Zheng Cheng, Tong Lili, Zhang Ying
Department of Biostatistics, University of Nebraska Medical Center, Omaha, Nebraska, 68198, USA.
J R Stat Soc Ser C Appl Stat. 2024 Jan;73(1):104-122. doi: 10.1093/jrsssc/qlad087. Epub 2023 Sep 13.

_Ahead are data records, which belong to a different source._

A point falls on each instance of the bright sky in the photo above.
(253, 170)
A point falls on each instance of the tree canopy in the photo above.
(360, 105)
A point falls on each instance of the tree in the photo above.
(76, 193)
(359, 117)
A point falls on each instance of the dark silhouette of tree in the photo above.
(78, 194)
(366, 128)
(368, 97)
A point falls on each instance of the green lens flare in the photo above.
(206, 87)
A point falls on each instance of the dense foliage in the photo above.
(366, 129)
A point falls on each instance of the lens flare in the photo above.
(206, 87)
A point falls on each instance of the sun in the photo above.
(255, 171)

Cognitive impairment has been widely accepted as a disease progression measure prior to the onset of Huntington's disease. We propose a sophisticated measurement error correction method that can handle potentially correlated measurement errors in longitudinally collected exposures and multiple outcomes. The asymptotic theory for the proposed method is developed. A simulation study is conducted to demonstrate the satisfactory performance of the proposed two-stage fitting method and shows that the independent working correlation structure outperforms other alternatives. We conduct a comprehensive longitudinal analysis to assess how brain striatal atrophy affects impairment in various cognitive domains for Huntington's disease.
认知障碍已被广泛接受为亨廷顿舞蹈病发病前疾病进展的一种衡量指标。我们提出了一种复杂的测量误差校正方法,该方法可以处理纵向收集的暴露因素和多个结局中潜在的相关测量误差。并为所提出的方法建立了渐近理论。进行了一项模拟研究,以证明所提出的两阶段拟合方法具有令人满意的性能,并表明独立工作相关结构优于其他方法。我们进行了一项全面的纵向分析,以评估脑纹状体萎缩如何影响亨廷顿舞蹈病患者在各个认知领域的功能损害。